Service Availability Strategies

Every CAS deployer must answer the following question at some point in time, "What should happen if CAS goes down?"  The reason this question is so important is because CAS is the gatekeeper deciding whether your constituents should use your web applications.  Every CAS deployer starts off with the default settings for the lay of the land, but if you are concerned with user experience and service uptime, you will need to decide how far you want to go to ensure these important requirements.  We will spend some time discussing the most common decisions made to this question, their benefits, and the costs associated with each.
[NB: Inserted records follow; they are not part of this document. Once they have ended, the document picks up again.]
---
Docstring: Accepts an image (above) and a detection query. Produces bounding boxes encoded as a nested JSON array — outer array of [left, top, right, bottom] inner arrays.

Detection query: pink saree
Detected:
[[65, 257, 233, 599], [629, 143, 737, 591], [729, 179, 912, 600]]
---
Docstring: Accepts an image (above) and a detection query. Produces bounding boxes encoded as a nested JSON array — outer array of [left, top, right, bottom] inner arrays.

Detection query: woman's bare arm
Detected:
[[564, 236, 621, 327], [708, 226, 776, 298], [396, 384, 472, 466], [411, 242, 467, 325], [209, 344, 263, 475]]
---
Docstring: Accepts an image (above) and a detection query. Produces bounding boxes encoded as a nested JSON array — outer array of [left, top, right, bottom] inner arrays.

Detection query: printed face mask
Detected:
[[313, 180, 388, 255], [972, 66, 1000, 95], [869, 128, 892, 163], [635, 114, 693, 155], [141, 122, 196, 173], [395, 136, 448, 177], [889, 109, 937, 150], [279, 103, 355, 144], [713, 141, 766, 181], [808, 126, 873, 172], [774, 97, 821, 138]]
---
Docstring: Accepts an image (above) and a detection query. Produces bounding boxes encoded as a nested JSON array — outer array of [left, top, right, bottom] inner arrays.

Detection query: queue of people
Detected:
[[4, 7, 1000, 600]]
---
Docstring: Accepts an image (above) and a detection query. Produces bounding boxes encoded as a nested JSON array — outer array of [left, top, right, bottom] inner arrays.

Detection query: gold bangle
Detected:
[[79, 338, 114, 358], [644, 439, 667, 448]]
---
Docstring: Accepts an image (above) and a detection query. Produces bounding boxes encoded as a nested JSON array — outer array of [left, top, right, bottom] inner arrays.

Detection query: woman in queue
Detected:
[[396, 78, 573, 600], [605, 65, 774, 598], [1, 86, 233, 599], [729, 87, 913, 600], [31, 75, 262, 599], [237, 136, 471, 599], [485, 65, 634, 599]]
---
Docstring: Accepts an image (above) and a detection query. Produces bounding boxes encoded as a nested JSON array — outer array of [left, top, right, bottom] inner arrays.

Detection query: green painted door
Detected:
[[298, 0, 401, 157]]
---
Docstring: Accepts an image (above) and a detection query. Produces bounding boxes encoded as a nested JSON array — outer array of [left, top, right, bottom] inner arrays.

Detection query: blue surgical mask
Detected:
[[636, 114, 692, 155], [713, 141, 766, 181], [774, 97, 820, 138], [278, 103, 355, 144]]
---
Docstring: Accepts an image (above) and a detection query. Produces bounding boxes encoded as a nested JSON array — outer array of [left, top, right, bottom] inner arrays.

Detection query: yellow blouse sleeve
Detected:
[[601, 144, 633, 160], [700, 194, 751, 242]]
Ticket Registry Strategies

CAS stores information about users in a ticket registry that keeps track of when users logged in, their usernames, the services they have logged into, how long their sessions are good for, etc.  The ticket registry is one of the pieces that affects CAS service availability as we will see shortly. 

Option 1: Standalone ticket registry

By default, CAS is configured to use an in-memory ticket registry that is constructed every time the server is started.  This allows first-time deployers to quickly get an instance of the CAS server up and running with little effort at the cost of users' SSO information being erased if the server goes down.  Some say this is an acceptable loss for several reasons:

  1. Users are still logged into applications with existing sessions
  2. Going to a new application merely requires the user to login again

If we were talking solely about whether users are required to login again in order to use a new application, then the default ticket registry might be enough.  However, CAS server 3.1.1 and higher uses a feature called Single Sign Out (SSOut) that relies upon users' SSO information to expire users' application session whenever they go to logout of CAS.  This has important implications whenever users leave their browsers open after logging out thinking that someone cannot use their protected applications.  This issue is mitigated through the use of distributed ticket registries and elimintated through the use of persistent ticket registries.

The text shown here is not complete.